I’ve also reproduced the whole thing below, and cleaned it up a bit.
Explanation
I think that biases are almost always helpful. In effect, a bias value allows you to shift the activation function to the left or right, which may be critical for successful learning.
It might help to look at a simple example. Consider this 1-input, 1-output network that has no bias:
The output of the network is computed by multiplying the input \(x\) by the weight (\(w_0\)) and passing the result through some kind of activation function (e.g. a sigmoid function.)

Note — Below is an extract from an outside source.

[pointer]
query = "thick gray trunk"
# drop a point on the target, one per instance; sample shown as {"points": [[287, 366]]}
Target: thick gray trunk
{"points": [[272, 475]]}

Here is the function that this network computes, for various values of \(w_0\):
Changing the weight \(w_0\) essentially changes the “steepness” of the sigmoid. That’s useful, but what if you wanted the network to output 0 when \(x\) is 2? Just changing the steepness of the sigmoid won’t really work – you want to be able to shift the entire curve to the right.
That’s exactly what the bias allows you to do. If we add a bias to that network, like so:
…then the output of the network becomes sig\((w_0x + w_1 \cdot 1.0)\). Here is what the output of the network looks like for various values of \(w_1\).
Having a weight of -5 for \(w_1\) shifts the curve to the right, which allows us to have a network that outputs 0 when \(x\) is 2.